Equinox and balance:
This year, full moon and Equinox happened at the same time. For the first two weeks before Equinox and the week after, bad new filtered in from various friends. Many people were ill with deep chest colds; three friends had floods in their houses. One who had a flood also had a beloved family member die suddenly. All kinds of tension and sadness suddenly pervades our lives.
Just coincidence, of course. The moon, the seasons, the rhythms of life don’t affect us anymore. So most people believe. And yet, there are many rhythms in this world and the animals and plants play no attention to human lives and go on living to the rhythms of light and seasons and the turning planet.
I read a sad and moving article this week in New Yorker about the people of a small town in Colorado named Uravan, where once they made a living mining uranimum. The main point of the article was that, even though many former residents of the town had died of lung cancer, and that after uranium mining was shut down and the whole town shredded and stored away as toxic waste, people still missed it, wanted to move back, wanted the mine to re-open. Both the writer and the people he interviewed seemed unable to articulate why the people would miss this place except for the fact that it had once been their home. Once a year, they have a reunion. They press their faces up against the barbed wire fence around their former home and feel nostalgic. They remember the voices of children playing and they long for a place that was never really their home and that killed many of them.
I do something similar to this as well. Five miles from our farm is another farm, known in our family as the Mannarino Place, after Jimmy and Victoria Mannarino, who cleared it and farmed it and then sold it to my grandfather as a wedding present for my mom and dad. We lived there until I was two and then my parents moved away to a small mining town and then to our present farm on Kootenay Lake, where I have now lived since I was five.
And yet, I still miss the Mannarino place. I loved to go there when I was a child. I felt peculiarly at home there and I still do. And I dream about this place. Over and over, I go back there, but it has changed. A strange family is there, a man I hate and despise and try to get rid of. Whenever I come to this place in my dream, I recognize it, even though it is much different than the real farm. There are houses around it; there is mine high on the mountain, there is a deep woods, there is a huge frightening house full of ghosts.
I rarely go there now in reality. The place has been sold and sold again. And still I miss it, long for it, scheme as to how I could get it back. Why? I have no idea, other than in my child’s wild true heart, the place was, is mine.
Once I was riding my mare home from the farm where I had left her to get bred. On the way, we passed through the place where I had bought her. We went by the temporary corral where the owner had housed her with another more. The barbed wire was falling down, the fenceposts were leaning, and yet my mare went eagerly towards this corral. I let her, curious to see what she would do. She went inside, nosed around, sniffed the ground, poked her nose, sniffed the empty feed bin. Then she stopped and relaxed, obviously expecting me to slide to off, take off her saddle and bridle, let her be at home and relax. I disappointed her, made her leave that place she had once felt at home, and continue on to my home.
Do the places we have once lived leave shadows and ghosts within us? Are we, as biological creatures, tuned into these places in ways we don’t understand. Why do my dreams of the Mannarino place haunt me, in particular, the old house, long destroyed and in my dreams, full of terrifying voices from the distant upstairs.
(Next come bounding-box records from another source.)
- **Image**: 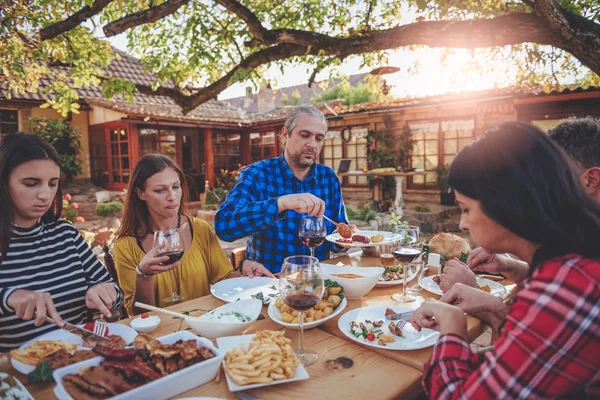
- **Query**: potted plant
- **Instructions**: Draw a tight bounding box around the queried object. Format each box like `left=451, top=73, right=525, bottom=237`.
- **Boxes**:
left=435, top=165, right=456, bottom=206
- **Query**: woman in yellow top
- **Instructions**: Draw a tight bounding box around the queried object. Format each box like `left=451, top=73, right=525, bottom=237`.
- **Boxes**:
left=114, top=154, right=237, bottom=315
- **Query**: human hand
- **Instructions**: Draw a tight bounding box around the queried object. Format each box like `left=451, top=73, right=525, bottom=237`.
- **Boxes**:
left=85, top=283, right=117, bottom=318
left=467, top=247, right=506, bottom=274
left=277, top=193, right=325, bottom=218
left=408, top=300, right=467, bottom=338
left=242, top=260, right=275, bottom=279
left=440, top=259, right=477, bottom=293
left=138, top=249, right=181, bottom=275
left=6, top=289, right=64, bottom=326
left=440, top=283, right=506, bottom=318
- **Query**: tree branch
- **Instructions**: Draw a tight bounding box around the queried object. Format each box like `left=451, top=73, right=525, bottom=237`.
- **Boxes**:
left=40, top=0, right=113, bottom=40
left=215, top=0, right=270, bottom=42
left=103, top=0, right=189, bottom=37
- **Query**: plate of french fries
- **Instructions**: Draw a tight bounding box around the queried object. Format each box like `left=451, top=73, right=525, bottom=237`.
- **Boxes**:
left=10, top=338, right=79, bottom=375
left=217, top=331, right=309, bottom=392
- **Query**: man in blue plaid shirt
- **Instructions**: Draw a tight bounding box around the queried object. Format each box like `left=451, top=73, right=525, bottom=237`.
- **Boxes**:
left=215, top=106, right=348, bottom=276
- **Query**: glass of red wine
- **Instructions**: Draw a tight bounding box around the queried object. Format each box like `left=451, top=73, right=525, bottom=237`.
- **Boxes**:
left=279, top=256, right=325, bottom=365
left=392, top=225, right=421, bottom=303
left=298, top=215, right=327, bottom=257
left=153, top=228, right=185, bottom=303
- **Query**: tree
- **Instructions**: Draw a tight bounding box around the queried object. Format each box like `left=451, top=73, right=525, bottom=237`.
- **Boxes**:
left=311, top=82, right=385, bottom=106
left=0, top=0, right=600, bottom=114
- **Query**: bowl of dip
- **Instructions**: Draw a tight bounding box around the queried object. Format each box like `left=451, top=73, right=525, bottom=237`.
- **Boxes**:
left=185, top=299, right=262, bottom=340
left=129, top=313, right=160, bottom=333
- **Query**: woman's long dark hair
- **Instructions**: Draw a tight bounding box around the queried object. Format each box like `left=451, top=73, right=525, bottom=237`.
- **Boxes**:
left=449, top=122, right=600, bottom=257
left=117, top=154, right=188, bottom=238
left=0, top=133, right=62, bottom=261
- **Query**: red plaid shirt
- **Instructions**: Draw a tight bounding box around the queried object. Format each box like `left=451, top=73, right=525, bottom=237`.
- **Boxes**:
left=423, top=254, right=600, bottom=400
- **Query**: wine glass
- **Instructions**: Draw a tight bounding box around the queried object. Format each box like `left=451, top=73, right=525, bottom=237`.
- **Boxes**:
left=298, top=215, right=327, bottom=257
left=279, top=256, right=325, bottom=365
left=392, top=225, right=421, bottom=303
left=153, top=228, right=185, bottom=303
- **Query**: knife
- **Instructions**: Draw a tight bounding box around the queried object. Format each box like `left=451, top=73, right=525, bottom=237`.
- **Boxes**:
left=46, top=317, right=110, bottom=342
left=385, top=311, right=413, bottom=321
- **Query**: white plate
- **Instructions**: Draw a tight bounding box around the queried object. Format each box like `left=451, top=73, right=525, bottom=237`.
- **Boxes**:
left=217, top=335, right=309, bottom=392
left=375, top=259, right=418, bottom=287
left=421, top=275, right=506, bottom=297
left=0, top=372, right=34, bottom=400
left=267, top=297, right=348, bottom=330
left=10, top=323, right=137, bottom=375
left=210, top=276, right=279, bottom=304
left=338, top=306, right=440, bottom=350
left=325, top=231, right=400, bottom=247
left=52, top=331, right=223, bottom=400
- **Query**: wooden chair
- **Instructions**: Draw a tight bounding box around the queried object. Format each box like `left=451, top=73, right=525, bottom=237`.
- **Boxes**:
left=94, top=245, right=129, bottom=319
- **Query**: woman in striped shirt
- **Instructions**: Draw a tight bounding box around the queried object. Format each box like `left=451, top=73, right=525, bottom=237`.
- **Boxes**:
left=0, top=133, right=123, bottom=352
And what scars are left within people torn from their homes and displaced by war, genocide, famine, industrialization or any of the other infinite ways in which people have been shoved around the globe from place to place, particularly in the past two centuries of colonization, exploitation, industrialization and globalization?
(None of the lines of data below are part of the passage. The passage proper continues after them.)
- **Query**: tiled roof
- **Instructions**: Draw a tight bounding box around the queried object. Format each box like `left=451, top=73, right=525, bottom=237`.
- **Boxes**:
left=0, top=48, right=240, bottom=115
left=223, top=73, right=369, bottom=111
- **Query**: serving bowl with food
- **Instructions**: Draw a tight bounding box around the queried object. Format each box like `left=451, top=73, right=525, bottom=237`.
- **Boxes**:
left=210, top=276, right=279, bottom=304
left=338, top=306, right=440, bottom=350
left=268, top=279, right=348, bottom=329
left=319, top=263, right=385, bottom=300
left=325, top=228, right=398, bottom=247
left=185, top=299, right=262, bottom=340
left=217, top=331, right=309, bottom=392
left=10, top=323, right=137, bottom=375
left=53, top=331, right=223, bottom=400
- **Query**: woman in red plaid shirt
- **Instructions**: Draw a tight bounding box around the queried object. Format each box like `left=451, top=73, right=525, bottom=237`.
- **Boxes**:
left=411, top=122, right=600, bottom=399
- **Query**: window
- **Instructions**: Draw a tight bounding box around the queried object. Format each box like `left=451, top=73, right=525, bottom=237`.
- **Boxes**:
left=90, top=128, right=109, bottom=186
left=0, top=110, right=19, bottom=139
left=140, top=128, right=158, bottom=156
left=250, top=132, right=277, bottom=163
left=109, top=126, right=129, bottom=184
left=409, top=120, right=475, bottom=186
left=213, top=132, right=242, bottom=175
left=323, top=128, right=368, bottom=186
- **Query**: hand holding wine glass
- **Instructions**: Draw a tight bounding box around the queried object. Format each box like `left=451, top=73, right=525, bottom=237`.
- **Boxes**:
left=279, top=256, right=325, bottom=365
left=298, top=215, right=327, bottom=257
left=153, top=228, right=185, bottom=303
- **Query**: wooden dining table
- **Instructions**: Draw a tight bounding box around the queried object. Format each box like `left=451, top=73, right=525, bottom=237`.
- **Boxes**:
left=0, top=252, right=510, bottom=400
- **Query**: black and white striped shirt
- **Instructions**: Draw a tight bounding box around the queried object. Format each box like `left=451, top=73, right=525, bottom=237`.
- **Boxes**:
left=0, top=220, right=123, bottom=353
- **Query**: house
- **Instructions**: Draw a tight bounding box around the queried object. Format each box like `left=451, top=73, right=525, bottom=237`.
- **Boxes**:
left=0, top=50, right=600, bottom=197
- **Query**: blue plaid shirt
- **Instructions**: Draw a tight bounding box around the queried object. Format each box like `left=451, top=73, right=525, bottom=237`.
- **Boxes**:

Before modern industrialized warfare, there was also war, but a different kind of war – over territory and boundaries and resources but this rarely resulted in a mass displacement of whole peoples. What scars and traumas are left in such people? No one asks this question? Does anyone even want to know?
I am still determined someday to go back to Scotland. I want to find the place from which my ancestors left so long, long ago. I want to imagine myself back into the scene that must have taken place, somehow, when a whole family of Armstrongs, the mother, the father, and their seven children, made the decision to leave for Canada, to leave the place that had been their home for as long as anyone could remember, and make an entirely new life. In my lifetime, I have never been displaced. I have camped in many locations but always lived at ‘home’, at the farm. So it will take a writer’s leap of imagination to sit in that place, with my ancestors’ blood thrummng in my veins, and understand why they did that, and what it meant.